La Unión Mundial para la Naturaleza (UICN) ha publicado el listado de las 100 especies invasoras que más impacto tienen en la ecología y la economía de los territorios que invaden. En el listado encontramos todo tipo de organismos.

Una hormiga loca por el marisco

La hormiga loca (Anoplolepis gracilipes) se la conoce con este nombre por sus movimientos frenéticos. Es una especie muy voraz que se come todo lo que no pueda moverse lo suficientemente rápido como para huir, desde plantas hasta animales. En la Isla de Pascua, en el Océano Índico, las hormigas locas se han comido 3 millones de cangrejos rojos de tierra (Gecarcoidea natalis) en sólo 18 meses, poniendo esta especie en grave peligro de extinción.

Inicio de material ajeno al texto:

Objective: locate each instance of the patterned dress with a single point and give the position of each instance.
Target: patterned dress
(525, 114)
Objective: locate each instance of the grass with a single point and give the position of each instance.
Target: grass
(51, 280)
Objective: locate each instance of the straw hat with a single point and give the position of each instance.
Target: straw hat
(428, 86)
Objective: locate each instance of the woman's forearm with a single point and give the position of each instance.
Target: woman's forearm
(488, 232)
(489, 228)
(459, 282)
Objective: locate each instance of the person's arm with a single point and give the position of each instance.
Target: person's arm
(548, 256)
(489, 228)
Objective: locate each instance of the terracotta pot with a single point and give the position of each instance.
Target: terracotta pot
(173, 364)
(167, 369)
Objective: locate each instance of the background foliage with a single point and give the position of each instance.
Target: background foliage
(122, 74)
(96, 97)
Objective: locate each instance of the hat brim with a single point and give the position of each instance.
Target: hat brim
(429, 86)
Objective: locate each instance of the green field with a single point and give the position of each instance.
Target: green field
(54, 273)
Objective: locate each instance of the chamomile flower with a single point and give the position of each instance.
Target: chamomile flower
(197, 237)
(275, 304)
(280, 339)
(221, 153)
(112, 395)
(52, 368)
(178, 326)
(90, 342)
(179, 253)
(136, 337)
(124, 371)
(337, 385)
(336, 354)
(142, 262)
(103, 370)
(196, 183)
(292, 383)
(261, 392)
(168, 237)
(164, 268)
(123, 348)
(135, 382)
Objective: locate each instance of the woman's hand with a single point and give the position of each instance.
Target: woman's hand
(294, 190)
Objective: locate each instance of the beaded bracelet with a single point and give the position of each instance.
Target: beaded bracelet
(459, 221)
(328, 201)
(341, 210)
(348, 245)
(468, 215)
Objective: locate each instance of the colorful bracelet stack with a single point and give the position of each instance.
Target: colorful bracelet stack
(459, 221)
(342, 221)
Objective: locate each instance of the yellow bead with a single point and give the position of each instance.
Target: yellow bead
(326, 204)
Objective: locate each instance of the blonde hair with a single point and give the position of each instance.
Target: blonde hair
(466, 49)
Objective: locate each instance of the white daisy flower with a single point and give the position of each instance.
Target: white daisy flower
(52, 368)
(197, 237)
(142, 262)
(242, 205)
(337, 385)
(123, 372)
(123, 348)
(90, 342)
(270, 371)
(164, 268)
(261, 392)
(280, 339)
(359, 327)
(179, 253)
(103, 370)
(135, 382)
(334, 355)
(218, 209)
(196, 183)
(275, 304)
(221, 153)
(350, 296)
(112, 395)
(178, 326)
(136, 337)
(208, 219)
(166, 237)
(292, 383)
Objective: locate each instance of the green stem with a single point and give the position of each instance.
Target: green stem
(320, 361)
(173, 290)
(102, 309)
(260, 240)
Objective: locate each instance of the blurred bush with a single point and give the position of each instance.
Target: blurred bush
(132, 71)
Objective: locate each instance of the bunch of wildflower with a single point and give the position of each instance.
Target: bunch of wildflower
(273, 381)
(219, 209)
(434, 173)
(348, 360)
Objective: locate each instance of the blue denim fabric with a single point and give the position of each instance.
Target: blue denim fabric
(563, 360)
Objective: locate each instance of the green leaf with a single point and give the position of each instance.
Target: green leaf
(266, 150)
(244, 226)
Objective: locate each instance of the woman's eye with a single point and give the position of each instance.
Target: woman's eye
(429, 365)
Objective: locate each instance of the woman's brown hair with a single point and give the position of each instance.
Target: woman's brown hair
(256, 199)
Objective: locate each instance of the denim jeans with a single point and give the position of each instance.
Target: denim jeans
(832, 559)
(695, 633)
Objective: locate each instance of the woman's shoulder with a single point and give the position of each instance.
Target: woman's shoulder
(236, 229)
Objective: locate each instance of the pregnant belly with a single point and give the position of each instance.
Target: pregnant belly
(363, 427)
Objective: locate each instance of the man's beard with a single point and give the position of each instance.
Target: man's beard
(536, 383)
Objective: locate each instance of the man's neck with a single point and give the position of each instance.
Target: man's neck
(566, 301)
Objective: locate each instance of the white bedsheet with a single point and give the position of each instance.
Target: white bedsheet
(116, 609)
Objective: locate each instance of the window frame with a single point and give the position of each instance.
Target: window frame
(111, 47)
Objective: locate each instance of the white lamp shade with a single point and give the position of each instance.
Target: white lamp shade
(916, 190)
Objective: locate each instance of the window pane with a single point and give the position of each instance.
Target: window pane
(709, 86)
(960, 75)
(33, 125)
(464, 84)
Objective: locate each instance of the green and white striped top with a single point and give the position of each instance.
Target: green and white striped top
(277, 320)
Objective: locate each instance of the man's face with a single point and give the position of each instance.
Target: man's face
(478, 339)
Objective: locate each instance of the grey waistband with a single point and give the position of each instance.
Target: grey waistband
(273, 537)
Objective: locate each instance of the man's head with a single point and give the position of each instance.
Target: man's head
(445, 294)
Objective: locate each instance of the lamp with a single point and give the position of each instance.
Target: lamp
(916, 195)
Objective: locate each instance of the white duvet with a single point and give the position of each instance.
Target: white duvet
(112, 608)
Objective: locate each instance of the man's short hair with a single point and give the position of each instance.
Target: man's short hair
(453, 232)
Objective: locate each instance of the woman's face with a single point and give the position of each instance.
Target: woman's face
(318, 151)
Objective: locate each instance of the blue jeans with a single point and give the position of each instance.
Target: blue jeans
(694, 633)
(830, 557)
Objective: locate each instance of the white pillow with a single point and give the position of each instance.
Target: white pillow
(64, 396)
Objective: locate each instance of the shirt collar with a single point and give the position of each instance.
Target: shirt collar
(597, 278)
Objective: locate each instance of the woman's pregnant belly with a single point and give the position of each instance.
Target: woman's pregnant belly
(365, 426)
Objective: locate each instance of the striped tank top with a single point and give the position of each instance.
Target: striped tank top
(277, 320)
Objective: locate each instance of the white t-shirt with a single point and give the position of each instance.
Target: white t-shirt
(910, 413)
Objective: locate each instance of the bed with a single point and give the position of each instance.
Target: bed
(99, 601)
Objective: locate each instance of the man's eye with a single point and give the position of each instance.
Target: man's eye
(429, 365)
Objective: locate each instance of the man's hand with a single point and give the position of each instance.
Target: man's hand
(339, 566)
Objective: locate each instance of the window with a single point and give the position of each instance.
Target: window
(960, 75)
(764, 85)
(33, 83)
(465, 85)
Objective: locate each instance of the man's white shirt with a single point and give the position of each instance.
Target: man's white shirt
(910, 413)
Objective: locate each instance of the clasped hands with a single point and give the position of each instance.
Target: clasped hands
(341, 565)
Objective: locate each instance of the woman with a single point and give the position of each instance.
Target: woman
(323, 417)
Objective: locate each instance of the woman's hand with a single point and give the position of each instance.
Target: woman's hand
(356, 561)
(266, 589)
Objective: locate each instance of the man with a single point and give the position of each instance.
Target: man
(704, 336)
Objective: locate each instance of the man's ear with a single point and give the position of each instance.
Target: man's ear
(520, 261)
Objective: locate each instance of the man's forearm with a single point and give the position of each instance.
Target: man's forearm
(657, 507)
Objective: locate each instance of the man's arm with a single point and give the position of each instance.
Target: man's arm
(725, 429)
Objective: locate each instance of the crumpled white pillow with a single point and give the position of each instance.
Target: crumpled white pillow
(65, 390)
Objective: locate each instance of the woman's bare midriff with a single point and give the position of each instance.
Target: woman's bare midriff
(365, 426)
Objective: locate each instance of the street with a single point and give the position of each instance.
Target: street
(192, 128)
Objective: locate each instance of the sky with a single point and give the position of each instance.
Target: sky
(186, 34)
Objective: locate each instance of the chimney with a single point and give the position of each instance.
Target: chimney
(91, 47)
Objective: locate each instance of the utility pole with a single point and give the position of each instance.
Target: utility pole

El jacinto de agua, una gran alfombra acuática

El jacinto de agua (Eichhornia crassipes) fue introducido en los cinco continentes como planta ornamental acuática, porque forma una alfombra de flores violáceas. Su crecimiento es tan rápido que actualmente ha colonizado tramos de ríos en más de 50 países. Esta alfombra de hojas y flores impide el uso del río, incluso para navegar, y reduce mucho la biodiversidad del tramo afectado, puesto que no deja pasar la luz hasta el fondo.

Una serpiente arbórea que va de polizón

La culebra arbórea café (Boiga irregularis) llegó a la isla de Guam en los años 40, procedente de las grandes islas del Pacífico Sur, y en treinta años exterminó casi toda la diversidad de aves de la isla. Esta serpiente hace de polizón oculta en la carga de barcos y aviones, incluso en el tren de aterrizaje de estos últimos. De esta forma ha llegado a lugares tan lejanos como los Estados Unidos y España.

La Perca del Nilo

Este monstruoso pez (Lates niloticus) fue introducido en el lago africano Victoria en 1954 para compensar la carencia de pescado debido a la sobrepesca. En 1980 la pesca de perca representaba el 2% del total y seis años más tarde llegó al 80%. Por su gran voracidad, este pescado ha contribuido a la extinción de más de 200 especies de pescados del lago, reduciendo la capacidad de explotación pesquera. Además, su carne es tan grasa que para secarla bien hace falta hacer fuego, lo que provocó una tala masiva de árboles. La erosión causada por la tala contaminó el lago y redujo el oxígeno del agua, provocando más extinciones. La dramática situación actual se refleja muy bien en el documental “La pesadilla de Darwin” (Hubert Sauper, 2005).